Similar to the issue with football, there is a need to improve the quality of the pitches and facilities.
l While the stock of sand based hockey pitches is “sufficient”, only one pitch is floodlit meaning that the use of the site as a club base is restricted.
Officers say participation is relatively low within schools and there is only one club in existence.
l There is sufficient provision to meet demand for tennis but officers say there are some “quality issues” that need to be addressed, specifically resurfacing of courts at several council sites and the general improvement of the club facilities.
l The maintenance of bowls greens, playing surfaces and changing facilities has been identified as a priority.

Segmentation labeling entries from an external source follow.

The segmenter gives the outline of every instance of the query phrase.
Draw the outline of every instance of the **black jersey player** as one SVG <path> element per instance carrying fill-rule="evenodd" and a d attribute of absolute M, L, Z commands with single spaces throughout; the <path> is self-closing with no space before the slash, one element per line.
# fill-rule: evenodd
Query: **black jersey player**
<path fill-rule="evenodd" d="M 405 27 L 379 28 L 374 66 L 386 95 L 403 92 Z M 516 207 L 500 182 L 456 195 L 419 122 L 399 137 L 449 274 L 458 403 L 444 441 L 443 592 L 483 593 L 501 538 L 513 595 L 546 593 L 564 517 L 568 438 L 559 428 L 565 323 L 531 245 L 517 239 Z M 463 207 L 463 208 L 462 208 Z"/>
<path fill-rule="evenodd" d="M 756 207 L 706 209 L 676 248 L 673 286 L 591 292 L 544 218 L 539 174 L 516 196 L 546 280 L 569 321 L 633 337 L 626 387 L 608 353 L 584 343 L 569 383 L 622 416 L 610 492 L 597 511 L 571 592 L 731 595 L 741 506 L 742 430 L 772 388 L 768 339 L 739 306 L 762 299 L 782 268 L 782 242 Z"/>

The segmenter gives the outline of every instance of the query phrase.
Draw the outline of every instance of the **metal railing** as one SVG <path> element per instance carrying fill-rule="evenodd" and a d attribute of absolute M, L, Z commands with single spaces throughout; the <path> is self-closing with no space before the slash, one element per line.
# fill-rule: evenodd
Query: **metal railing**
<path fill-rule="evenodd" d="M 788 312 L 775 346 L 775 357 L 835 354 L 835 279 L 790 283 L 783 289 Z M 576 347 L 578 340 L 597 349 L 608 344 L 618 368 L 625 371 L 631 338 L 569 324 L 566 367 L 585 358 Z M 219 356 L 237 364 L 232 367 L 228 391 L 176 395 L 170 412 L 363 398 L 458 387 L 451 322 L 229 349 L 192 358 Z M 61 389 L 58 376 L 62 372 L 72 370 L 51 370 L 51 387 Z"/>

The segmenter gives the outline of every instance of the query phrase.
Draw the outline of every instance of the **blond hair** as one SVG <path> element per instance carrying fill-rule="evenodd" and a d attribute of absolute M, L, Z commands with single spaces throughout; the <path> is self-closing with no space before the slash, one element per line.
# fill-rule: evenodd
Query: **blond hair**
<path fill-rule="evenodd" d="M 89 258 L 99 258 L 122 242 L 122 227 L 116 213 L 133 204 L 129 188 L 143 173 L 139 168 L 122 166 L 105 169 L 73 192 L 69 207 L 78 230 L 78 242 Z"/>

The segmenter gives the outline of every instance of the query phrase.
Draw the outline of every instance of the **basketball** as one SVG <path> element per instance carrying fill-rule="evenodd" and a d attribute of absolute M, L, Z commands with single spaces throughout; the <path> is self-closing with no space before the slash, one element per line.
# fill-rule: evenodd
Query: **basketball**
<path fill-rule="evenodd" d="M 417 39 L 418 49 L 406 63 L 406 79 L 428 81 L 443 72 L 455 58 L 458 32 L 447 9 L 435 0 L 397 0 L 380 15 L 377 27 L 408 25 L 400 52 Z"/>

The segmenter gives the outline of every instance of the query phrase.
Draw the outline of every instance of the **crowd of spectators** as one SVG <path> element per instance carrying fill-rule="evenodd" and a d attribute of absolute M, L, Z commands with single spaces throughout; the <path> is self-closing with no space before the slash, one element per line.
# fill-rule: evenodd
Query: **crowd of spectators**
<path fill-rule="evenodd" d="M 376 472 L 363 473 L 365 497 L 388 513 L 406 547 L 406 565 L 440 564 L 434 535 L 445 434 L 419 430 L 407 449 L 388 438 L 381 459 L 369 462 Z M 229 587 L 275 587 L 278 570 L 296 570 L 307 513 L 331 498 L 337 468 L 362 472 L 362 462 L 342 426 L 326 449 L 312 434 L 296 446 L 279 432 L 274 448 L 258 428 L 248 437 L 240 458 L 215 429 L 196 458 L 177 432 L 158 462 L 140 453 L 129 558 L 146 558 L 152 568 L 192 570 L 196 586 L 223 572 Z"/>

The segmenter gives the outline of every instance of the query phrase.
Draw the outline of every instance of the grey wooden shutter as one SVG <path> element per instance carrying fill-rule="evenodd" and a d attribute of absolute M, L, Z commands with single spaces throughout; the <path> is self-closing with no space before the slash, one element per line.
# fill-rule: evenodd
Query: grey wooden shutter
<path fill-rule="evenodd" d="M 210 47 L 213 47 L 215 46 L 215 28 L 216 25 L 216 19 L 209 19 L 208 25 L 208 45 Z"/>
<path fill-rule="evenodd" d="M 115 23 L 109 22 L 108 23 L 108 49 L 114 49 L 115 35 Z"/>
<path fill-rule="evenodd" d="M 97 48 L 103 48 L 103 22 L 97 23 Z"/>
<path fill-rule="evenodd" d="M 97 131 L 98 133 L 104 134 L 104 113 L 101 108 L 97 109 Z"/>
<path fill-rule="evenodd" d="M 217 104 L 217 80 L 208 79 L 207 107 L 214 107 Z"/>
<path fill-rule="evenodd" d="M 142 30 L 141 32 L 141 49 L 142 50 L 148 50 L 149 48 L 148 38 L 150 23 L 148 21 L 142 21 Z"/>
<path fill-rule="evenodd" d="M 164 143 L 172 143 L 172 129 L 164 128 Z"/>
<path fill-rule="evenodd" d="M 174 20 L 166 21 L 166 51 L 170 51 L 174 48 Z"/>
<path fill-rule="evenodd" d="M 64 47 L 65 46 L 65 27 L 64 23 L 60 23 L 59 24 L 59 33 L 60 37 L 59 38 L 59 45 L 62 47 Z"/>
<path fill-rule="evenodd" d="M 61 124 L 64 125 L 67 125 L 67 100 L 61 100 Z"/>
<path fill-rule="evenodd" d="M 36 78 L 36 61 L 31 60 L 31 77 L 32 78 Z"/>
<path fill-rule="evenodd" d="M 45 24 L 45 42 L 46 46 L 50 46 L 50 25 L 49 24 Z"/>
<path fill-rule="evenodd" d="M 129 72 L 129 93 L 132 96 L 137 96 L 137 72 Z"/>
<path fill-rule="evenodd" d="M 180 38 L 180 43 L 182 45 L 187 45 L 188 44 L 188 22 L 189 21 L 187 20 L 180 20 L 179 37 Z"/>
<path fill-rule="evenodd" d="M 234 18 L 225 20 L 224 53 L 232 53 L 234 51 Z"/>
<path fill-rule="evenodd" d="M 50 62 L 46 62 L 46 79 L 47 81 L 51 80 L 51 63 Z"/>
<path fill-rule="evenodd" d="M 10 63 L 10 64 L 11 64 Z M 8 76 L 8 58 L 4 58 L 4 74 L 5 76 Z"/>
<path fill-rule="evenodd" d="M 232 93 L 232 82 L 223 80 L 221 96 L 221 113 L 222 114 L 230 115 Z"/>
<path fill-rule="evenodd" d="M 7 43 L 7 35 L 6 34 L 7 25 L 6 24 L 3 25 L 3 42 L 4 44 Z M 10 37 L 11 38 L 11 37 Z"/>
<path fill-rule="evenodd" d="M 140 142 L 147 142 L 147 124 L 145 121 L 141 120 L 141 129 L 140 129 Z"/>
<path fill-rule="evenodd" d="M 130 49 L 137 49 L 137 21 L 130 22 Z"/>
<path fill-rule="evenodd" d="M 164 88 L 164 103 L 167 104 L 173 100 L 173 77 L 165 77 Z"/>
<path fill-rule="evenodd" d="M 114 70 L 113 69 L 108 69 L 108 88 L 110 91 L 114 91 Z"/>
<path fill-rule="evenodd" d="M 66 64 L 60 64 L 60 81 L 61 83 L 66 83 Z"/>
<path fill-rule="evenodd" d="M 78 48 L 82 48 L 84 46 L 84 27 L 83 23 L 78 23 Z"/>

The strategy also highlights existing playing fields to safeguard and they include the larger multi-pitch sites such as Grayfields, Rift House and Brierton.
John Mennear, the council’s assistant director community services said: “It is intended that the findings of this strategy will help ensure that the quantity, quality of playing pitches and accessibility to pitches meets the needs of the local population, now and into the future, thus maximizing the opportunity for participation.”
The strategy was discussed by the cabinet committee, chaired by Mayor Stuart Drummond.
Members heard the stock of modern 3G pitches was poor but land has been allocated at the former Brierton School site, off Brierton Lane, as part of major regeneration plans.
Mr Mennear said new pitches at the Sports Domes, in Seaton Carew, would also “positively impact the town”.